My first impressions of Camillian were very good considering I really didn’t know what to expect. Before heading out for a visit I received information from another volunteer about all the children and their needs. After reading the information I was worried about meeting some of these children, as I haven’t had any experience of working with children with disabilities. The first time I visited I went out with a couple of other ladies, Julie and Sue from the BWG. The first thing that impressed me was the facilities as there was a small, well kept garden and a smart and clean building. The next thing I saw were the children and they all had big smiles for us.
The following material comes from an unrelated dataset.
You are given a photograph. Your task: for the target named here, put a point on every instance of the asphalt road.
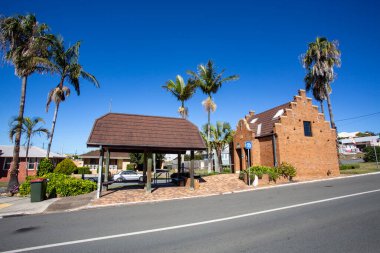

There were children in classrooms, others receiving physiotherapy and blind students in class with a teacher who was also blind. Every time I have visited the children are always smiling. It was an emotional visit as I have 3 young children of my own that are all fit and healthy and don’t know how lucky they are.
One girl in particular caught my attention, Pee. She is 13 years old and has both mental and physical disabilities as well as having HIV. The first time I met her she was sat in the hallway on the top floor and huddled up like a ball. It saddened me to see here sat alone like that but it was then explained to me she was on the floor so that she can get around a bit by herself, which I then saw. I also thought that she wasn’t able to communicate but then realized that wasn’t the case. It would have been easier if I could speak Thai but whilst I helped with feeding her at lunch time she would turn her face to look at me, or somebody coming into the room through one of her eyes. She also understood me when I asked her if she was ready for her next mouthful and would communicate with a nod or a shake of her head.
The next time I went out to Camillian was as a volunteer rather than a visitor. I wasn’t sure what I should do or where to help so I headed to the 3rd floor, which is the floor for the children with the most severe disabilities. I ended up taking Pee out into the garden for half an hour in her wheel chair, sat and observed in the therapy room for a while and helped with feeding some of the children at lunch time. I left after that visit feeling a little disheartened as I felt like I hadn’t really done anything and wasn’t sure I was of any help. However, the next time I visited I realized that the little I did was still of benefit as I walked into a room on the 3rd floor and Pee squealed in delight when she spotted me. She sat in the doorway pointing to the outside and it made me realize that if all I do when I come here is take her into the garden then it is worth it.
Sadly I don’t always make it out to Camillian each week as something may come up but when I do go I am always greeted by smiling faces as the children begin to remember me. Camillian Home would love to have some more volunteers. I am currently visiting every Tuesday morning from Sukhumvit and if anyone else were interested in helping then I would be happy to offer a ride, as it isn’t the easiest of places to get to.